Maintaining that culture
I always focus a lot on culture in startups and how they maintain this culture as they scale. I truly believe, as many do, that culture is one of the main competitive advantages a startup has – imbuing employees with a true sense of purpose, leading employees to work beyond just a paycheck and often determining the quality of work produced by the team (this can be good or bad – Mama Money are quite unique in that their team was extremely diverse from the get go, having employees from Zimbabwe, Nigeria, Kenya and Ghana to go with their South Africa counterparts. Matt explains that one of his and Raphael’s major focusses as founders is keeping this culture consistent as they grow: “In the beginning there is the natural culture, and people are drawn to you who share your mission and want to be a part of it. But as you scale it gets more difficult to maintain this culture. I’m not having one on one conversations any more with each person in the team on a daily basis for example. We do various things to maintain the culture though. Things like having a cooked lunch together as a team every day. We sit down with people we don’t directly interact with much to break down the barriers between the work areas and really get to know each other. We also have a coach that comes in every day to assist with the cultural differences in the team. We have employees from many different backgrounds, so getting the team to gel is a challenge but something we enjoy working on. Then of course our super-agent model of empowerment really sets the tone for how we do things. People who join our team definitely do resonate with our mission and we look for that in the hiring process.” Their stated mission of bettering the lives of migrants’ families is not a tag line created by an ad agency to connect with a target market, it’s what kept Matt and Raphael going for the 2 years when they had no income and no product and as such it is core the company philosophy. I’m sure every employee feeds off this energy on a daily basis.

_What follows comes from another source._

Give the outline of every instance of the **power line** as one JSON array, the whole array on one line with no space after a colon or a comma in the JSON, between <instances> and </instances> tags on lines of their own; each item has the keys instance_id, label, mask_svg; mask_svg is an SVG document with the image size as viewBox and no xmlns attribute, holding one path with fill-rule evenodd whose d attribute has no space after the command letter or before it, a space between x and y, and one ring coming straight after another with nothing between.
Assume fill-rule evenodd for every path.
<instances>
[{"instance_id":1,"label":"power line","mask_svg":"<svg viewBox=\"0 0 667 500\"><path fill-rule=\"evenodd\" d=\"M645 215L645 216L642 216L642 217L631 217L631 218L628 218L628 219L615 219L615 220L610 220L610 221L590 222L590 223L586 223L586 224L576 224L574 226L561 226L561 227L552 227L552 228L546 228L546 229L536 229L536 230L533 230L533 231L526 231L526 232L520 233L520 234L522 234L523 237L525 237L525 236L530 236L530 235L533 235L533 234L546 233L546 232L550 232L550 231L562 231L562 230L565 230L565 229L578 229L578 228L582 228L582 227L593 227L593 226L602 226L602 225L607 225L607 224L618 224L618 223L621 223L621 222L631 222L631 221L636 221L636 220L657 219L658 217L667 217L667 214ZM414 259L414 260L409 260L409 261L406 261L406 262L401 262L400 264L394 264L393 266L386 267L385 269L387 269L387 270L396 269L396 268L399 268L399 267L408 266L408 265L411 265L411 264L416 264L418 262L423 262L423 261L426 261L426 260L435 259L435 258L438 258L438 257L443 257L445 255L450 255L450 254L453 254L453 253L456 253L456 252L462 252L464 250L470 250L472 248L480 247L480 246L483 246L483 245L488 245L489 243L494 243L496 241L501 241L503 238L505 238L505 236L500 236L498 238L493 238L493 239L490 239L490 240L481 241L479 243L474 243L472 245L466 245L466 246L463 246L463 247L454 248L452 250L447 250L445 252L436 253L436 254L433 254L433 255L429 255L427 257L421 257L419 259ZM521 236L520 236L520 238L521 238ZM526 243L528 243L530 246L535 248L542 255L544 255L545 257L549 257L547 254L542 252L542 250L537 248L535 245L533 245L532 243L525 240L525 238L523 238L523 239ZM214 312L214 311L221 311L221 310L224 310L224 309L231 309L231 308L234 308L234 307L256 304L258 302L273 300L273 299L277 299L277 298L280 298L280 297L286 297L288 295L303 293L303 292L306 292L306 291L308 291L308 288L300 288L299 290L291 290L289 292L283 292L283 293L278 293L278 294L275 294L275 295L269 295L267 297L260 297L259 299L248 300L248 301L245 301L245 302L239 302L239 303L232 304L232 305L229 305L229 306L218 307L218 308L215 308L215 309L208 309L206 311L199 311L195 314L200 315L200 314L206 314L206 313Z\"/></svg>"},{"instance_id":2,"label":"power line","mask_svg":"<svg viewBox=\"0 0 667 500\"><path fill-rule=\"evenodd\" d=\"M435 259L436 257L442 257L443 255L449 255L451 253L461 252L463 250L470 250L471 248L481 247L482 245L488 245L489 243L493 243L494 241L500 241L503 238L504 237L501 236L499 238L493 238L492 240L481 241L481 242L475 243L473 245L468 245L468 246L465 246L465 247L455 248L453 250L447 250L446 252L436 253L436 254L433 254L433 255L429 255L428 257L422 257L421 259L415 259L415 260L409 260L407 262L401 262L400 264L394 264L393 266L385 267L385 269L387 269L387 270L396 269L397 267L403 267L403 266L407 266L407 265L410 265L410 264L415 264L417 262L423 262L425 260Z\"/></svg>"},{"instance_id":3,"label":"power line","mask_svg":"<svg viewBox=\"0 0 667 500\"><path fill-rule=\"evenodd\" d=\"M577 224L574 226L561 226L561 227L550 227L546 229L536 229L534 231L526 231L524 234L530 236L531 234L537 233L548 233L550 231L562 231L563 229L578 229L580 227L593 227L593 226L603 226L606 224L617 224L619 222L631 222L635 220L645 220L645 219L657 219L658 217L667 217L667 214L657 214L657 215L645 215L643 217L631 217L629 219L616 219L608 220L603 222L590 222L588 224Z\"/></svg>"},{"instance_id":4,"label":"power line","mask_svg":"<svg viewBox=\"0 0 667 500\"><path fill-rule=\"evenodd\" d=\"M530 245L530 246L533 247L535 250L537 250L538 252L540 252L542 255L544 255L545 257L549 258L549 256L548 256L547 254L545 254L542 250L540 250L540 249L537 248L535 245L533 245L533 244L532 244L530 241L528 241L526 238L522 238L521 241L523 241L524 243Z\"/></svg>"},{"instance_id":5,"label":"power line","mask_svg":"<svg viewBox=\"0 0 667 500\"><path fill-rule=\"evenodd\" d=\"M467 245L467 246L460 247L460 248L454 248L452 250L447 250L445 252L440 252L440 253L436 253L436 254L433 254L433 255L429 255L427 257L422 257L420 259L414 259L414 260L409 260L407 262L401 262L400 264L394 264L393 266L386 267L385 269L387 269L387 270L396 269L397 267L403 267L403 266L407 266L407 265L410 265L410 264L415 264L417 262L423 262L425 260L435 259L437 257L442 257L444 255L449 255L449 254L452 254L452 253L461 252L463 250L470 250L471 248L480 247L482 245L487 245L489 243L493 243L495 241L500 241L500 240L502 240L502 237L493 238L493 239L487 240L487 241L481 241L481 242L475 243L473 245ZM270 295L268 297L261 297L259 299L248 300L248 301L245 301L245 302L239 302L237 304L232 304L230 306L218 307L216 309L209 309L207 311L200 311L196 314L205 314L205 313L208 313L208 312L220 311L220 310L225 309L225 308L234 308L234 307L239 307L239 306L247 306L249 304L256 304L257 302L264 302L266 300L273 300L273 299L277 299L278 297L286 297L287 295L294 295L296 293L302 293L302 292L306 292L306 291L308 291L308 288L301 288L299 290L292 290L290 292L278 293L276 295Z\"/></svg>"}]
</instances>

Mama Money have an amazing story, one that illustrates the difficulties of starting a company – even if your mission is a noble one. In December 2017 alone, the team doubled their transaction numbers and the incredible growth continued into January. Any lingering doubt about the validity of what they were doing was completely removed at that point. Now in the final stages of raising their first major funding round, there is no slowing down the Mama Money team as they look to further their mission. Matt’s personal journey was rounded off in poetic style recently when he got married to the very lady he was visiting in Rome when Raphael met up with him to talk about the initial Mama Money idea. And who was the Rabbi who married them? None other than Raphael himself.